I had no more penicillin, but I had to do something to appease the desperate crowd. Knowing that to the mothers it was the syringe and not its contents which had the magic to save their children, I filled the empty penicillin bottles with sterile water. But the rain had extinguished the fire and the boiled water was mixed with water from above. Is rainwater clean? I wondered as I injected the thin penicillin water into the little behinds of the shivering children. The cool rain splashed the febrile naked bodies of the sick children making the skin damp like that of horses after a race. I worked in a fury as one child after the other was held before me. The mothers thanked me and their smiles burned my heart. The emotional strain, embarrassment and fatigue blurred my senses and made me confused. I vaguely remember how the lightning dazzled me and reflected on the wet bodies and that needles and bottles were washed away in the downpour. But we had to carry on to the bitter end until the last child had received its shot. Then we picked up our instruments and ran away, leaving behind a few latecomers and other sick people who had hoped to get some help.

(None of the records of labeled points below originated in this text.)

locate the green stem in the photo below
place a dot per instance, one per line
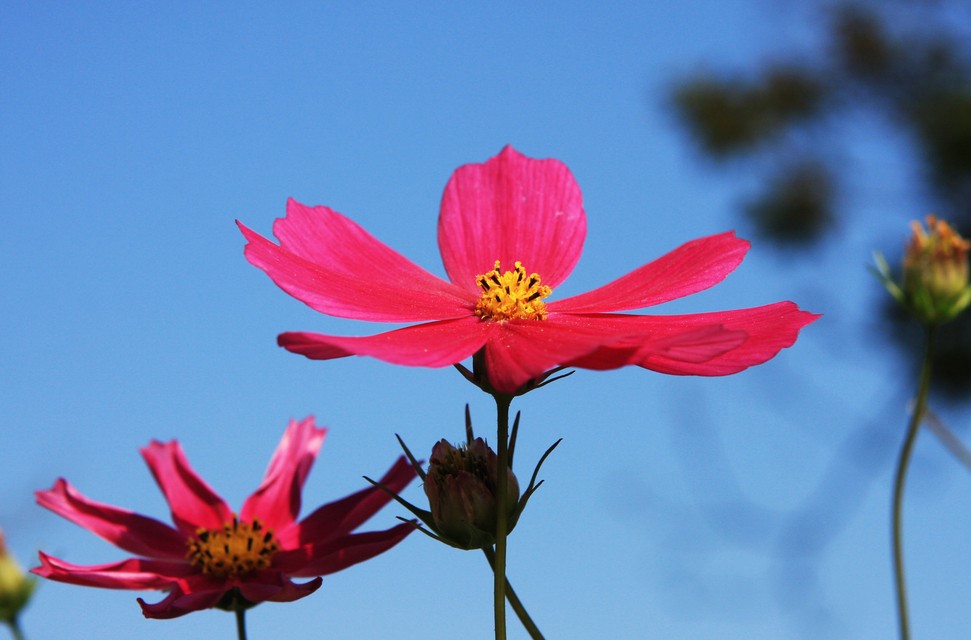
(903, 463)
(502, 482)
(240, 623)
(515, 602)
(18, 634)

We stumbled along in the rain full of pity for the many children we knew we had not helped, burning with shame about what we had done. With shaky hands we started the bike far away from the village. What a miserable failure, what a mockery of medicine! Tears mingled with raindrops on my face as we drove off amidst thunder and lightning. It served us right that we skidded off the road and fell into the mud. It did not matter that we lost all our equipment in the raging streams. It was good that darkness hid our faces from which the rain could not wash away the shame. I do not remember when we finally reached the mission. I only know that it was pitch dark, that we had fought our way mostly on foot and that the motor bike had been something cold to hold on to in the turbulence of rain and water and mud.